Au départ, il y a un personnage : celui d’Annabel Chong, devenue star du porno US après avoir participé au plus grand gang-bang de l’histoire du X. Un record impressionnant (bien que battu peu de temps après) : l’actrice, en dix heures, a en effet couché avec 251 hommes. De cette performance hors norme, Gough Lewis ne montrera que de brefs extraits, cherchant plutôt à cerner la personnalité d’Annabel Chong, alias Grace Quek. Mais, aux antipodes de la démonstration facile, Sex : the Annabel Chong story échoue à conclure, à formuler des vérités. Car Grace Quek n’apparaît jamais comme un objet réductible, une proie rêvée pour sociologues en mal d’analyses hâtives. A la fois bête de foire et militante réfléchie luttant pour changer l’image du X, brillante étudiante en sexologie et pitoyable hystérique invitée à un show télé, Grace Quek semble aussi perdue que le spectateur de ce documentaire devant la complexité de sa représentation, l’ivresse malade de ses discours contradictoires. A la question « Pourquoi ? » revenant sans cesse, Grace ne répondra pas, ou, plus précisément, ses réponses seront si variées qu’elles finiront par s’annuler d’elles-mêmes.

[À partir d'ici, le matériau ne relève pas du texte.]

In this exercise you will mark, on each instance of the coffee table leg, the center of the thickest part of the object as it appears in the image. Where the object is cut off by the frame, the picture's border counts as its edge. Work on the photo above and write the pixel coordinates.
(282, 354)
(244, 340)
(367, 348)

Qui est Annabel Chong ? Une projection fantasmatique, un double pulsionnel, une icône violente, ou une figure de pure révolte ? Tout cela, et sûrement davantage. Ainsi, le corps de Grace Quek, assailli par sa création multicéphale, finit par craquer à force de se chercher en vain. Devant un journaliste, Grace tente d’expliquer qu’elle veut faire bouger des choses (lesquelles ? on ne sera jamais vraiment), et quand on lui répond qu’elle y est en partie déjà parvenue, Grace est au bord des larmes, comme si, soudain, elle ne comprenait plus ses propres mots, ses propres actes. Une évolution s’est produite, mais elle ne la voit, elle ne la ressent même pas, et cela devient terrifiant. Plus tard, seule face au réalisateur, Grace se lacérera le bras à l’aide d’un couteau, afin de « mieux sentir qu’elle existe ». Enfin, à Singapour, près de sa mère effondrée venant d’apprendre les activités de sa fille, Grace pleure pour de bon, en promettant qu’un jour elle regagnera une dignité. Elle met alors fin à sa carrière… avant de la reprendre l’année suivante. Si Sex : the Annabel Chong story parvient à être intéressant, malgré son titre et sa musique racoleurs, sa construction sommaire et ses quelques procédés douteux (voir, entre autres, les informations terribles annoncées par le biais de sous-titres afin de mettre en évidence les enjeux de certaines séquences, comme si le cinéaste et les spectateurs devaient sans arrêt dominer Grace), c’est parce que, la plupart du temps, Gough Lewis se contente de suivre son sujet et non pas de le précéder, ouvrant le champ à ses crises et ses doutes, acceptant de se soumettre à un parcours aléatoire et aux multiples images qu’il ordonne et engendre. Et si, en sortant de la projection, l’on n’en sait finalement pas beaucoup plus sur Grace Quek, une esquisse s’est toutefois dessinée, ce qui s’avère préférable, au bout du compte, à une tentative de portrait définitif.